Like many women who are leaving abusive relationships, she waited until her live-in boyfriend was out of town.
Not knowing where she’d go with her children, she packed up her belongings and put them in storage. Staying at a friend’s house or with family was out of the question.
“He’d know where to look and he’d find me,” said the former YWCA safe shelter client, who asked to be anonymous. “As soon as he realized I was gone he started searching for me.”
Fearing for her life, she called the YWCA looking for a place to stay.
“It was the hardest phone call to make,” she said, still tearing up, though it was more than a year ago.
What she remembers most clearly from the first time she walked into the shelter is that it wasn’t at all like she thought it would be.
“You hear these terrible things about shelters,” she said. “Like, there are iron beds and the place is dirty. It wasn’t like that at all.”

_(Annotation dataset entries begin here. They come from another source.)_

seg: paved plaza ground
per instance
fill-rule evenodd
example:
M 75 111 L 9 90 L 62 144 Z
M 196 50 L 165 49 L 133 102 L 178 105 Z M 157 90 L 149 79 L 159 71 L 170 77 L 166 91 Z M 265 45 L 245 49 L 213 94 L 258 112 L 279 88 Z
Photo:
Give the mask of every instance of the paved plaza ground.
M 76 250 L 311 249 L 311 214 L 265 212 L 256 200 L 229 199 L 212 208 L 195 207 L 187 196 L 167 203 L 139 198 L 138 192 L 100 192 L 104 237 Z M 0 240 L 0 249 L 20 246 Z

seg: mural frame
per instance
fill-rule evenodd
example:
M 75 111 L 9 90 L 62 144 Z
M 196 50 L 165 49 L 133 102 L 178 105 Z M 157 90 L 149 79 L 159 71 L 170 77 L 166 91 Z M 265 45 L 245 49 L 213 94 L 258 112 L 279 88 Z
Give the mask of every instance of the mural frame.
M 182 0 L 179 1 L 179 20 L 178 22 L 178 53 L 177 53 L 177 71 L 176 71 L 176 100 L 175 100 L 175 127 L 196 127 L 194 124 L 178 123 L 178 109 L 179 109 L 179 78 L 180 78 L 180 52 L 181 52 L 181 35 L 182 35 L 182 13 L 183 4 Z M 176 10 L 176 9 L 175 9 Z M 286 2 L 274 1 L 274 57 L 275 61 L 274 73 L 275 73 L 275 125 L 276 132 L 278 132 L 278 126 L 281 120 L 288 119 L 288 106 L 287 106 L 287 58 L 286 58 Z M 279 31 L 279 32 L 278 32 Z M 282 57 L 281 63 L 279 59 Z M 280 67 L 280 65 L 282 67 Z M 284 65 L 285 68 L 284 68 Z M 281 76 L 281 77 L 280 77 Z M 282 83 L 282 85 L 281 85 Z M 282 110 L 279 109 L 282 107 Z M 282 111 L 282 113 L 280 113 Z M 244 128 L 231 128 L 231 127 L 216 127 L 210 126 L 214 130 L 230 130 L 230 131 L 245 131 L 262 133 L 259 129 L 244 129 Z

The YWCA is beginning to renovate its shelters, moving away from the communal living model. Following guidelines established by the Building Dignity Initiative which is part of the Washington State Coalition Against Domestic Violence, the renovated shelters will allow clients more autonomy and privacy while staying there.
One of the first rooms to get an overhaul at this safe shelter was the children’s playroom.
Regina Malveaux, executive director of the YWCA, said the room used to be drab and gray, but now it features a colorful mural donated by local artist Tiffany Patterson, new shelves, lights and brightly painted walls.
“This is the first component of a much larger remodel we plan on doing,” Malveaux said.
Emily Luke, a commercial interior designer with local architectural company Madsen Mitchell Evenson and Conrad, helped rally a group of local businesses to complete the play room renovation at no cost to the YWCA. Luke belongs to the northwest chapter of the International Interior Design Association, which got behind the playroom renovation.
“People shared their contacts there and we were able to do the room with donations,” Luke said.
Design Source, Inc., Great Floors, Wahl Paint Center and several other local businesses also donated to the playroom project.
At this safe shelter, which has an undisclosed address, as many as 30 women and children share bedrooms, bathrooms, dining and living areas. Four months ago the YWCA opened a new shelter in Spokane Valley.
“We offer a woman in crisis three nights in a hotel if her life is in danger and we can’t take her in,” said Patty Wheeler, director of programs for the YWCA. “Last year’s hotel bill was $36,000.”
Wheeler said the perception that shelters are rundown and overcrowded keeps some women in crisis from making that critical phone call.
Striking a balance between not letting clients withdraw and providing some privacy is a constant challenge when strangers share tight space, Wheeler said.
“People are in life crisis when they arrive here,” Wheeler said. “Imagine that you really want to cry but you don’t want your kids to see you. Where would you go when you are sharing a room with strangers?”
Malveaux said research shows clients don’t stay long enough at shelters to take full advantage of transitional programs.
“To help them heal and regain autonomy, we want them to stay longer,” Malveaux said. “More privacy makes for a better healing environment and it makes it less likely the women return.”
Wheeler said the shelter hasn’t been updated since it opened in 1999.
“We have so many dreams,” she said, laughing. “We are just so happy companies like MMEC are helping us.”